When you enable Worksharing and turn on worksets in a Revit project, Revit offers you two worksets by default – “Shared Levels and Grids” and “Workset1”. Anyone who has managed a Revit project with Worksharing should be familiar with the image seen below.
Workset1 is special in that it cannot be deleted. It also originally contains some key elements, like the Project Base and Survey points. Update: As per Steve’s comment, the PBP and Survey Point are not any longer assigned to Workset1.
Over the last year, I’ve been developing a system for how to use worksets more effectively. The background is that projects were previously set up with a myriad of worksets to start with (30+). Each workset would have the name of a service, e.g. Chilled Water Flow, and would then be used to toggle the visibility of said service in views. Ugh!

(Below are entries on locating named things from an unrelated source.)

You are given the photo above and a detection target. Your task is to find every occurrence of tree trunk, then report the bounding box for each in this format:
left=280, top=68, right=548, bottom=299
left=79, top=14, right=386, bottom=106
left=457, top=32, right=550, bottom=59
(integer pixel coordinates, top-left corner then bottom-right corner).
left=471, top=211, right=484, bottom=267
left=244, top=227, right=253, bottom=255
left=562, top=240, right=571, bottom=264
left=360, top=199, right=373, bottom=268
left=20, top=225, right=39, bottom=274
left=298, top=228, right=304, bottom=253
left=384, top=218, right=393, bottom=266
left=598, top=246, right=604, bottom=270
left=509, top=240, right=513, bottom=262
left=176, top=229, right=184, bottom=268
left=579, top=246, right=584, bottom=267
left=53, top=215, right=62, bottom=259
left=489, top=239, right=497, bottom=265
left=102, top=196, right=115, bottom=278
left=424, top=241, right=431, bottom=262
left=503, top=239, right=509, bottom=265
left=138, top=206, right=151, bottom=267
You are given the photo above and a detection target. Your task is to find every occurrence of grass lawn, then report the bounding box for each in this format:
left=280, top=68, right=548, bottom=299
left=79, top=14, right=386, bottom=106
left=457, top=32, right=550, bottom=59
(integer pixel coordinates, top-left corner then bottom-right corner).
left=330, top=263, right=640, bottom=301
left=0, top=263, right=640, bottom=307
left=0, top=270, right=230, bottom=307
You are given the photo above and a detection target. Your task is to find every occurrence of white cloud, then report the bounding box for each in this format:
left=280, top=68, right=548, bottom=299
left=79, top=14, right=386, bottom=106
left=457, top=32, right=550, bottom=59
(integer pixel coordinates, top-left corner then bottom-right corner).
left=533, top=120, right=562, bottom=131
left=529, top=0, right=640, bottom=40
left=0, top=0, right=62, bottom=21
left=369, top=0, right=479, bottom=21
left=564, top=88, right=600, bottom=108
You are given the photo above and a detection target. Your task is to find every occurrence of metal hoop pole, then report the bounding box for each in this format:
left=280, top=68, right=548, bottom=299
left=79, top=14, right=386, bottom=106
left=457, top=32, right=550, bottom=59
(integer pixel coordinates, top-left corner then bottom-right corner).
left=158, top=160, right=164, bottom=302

My aim has been to use worksets to split the model in a way that allows any person on the team to unload parts of the model they are not currently working on, thereby improving the load times and performance of the project on their machines. At the same time, I’ve been working to make sure worksets are not used for visibility, or as if they were a substitute for layers in CAD, which they are not.
My general strategy was to have the smallest number of worksets possible that would allow people to work on their areas of a model without loading others not needed to carry out their particular job. I started by adding the company initials to the Shared Levels and Grids workset offered by default, and not touching Workset1. Next, I added a workset for each linked model from different disciplines (this is MEP, so in general there would be one workset for the linked architectural model, one for the structural model, and one for civils/infrastructure). Worksets would grow from there as needed or required by the project, but total numbers would remain pretty low.
Also, central files were previously being saved with “Open workset default:” to “Last Viewed”, which is the default option. Instead, this is now being set to “Specify…”, so that each person opening the project gets a dialog asking them which workset(s) they want to load.
Still, that default Workset1 kept bothering me. I wasn’t happy about having it in our worksets, and the only reason I left it alone was because of this ominous warning from 2012. Then, at the beginning of the year, I finally decided to do what felt best for simplicity and workflow: I renamed Workset1 in new projects to serve as the starting workset for our discipline, e.g. ABC MEP.
I’m happy to report that, so far, I haven’t looked back. There haven’t been any issues related to the change, and the dialog to choose which worksets to open when first opening a project in the morning looks clean and productive.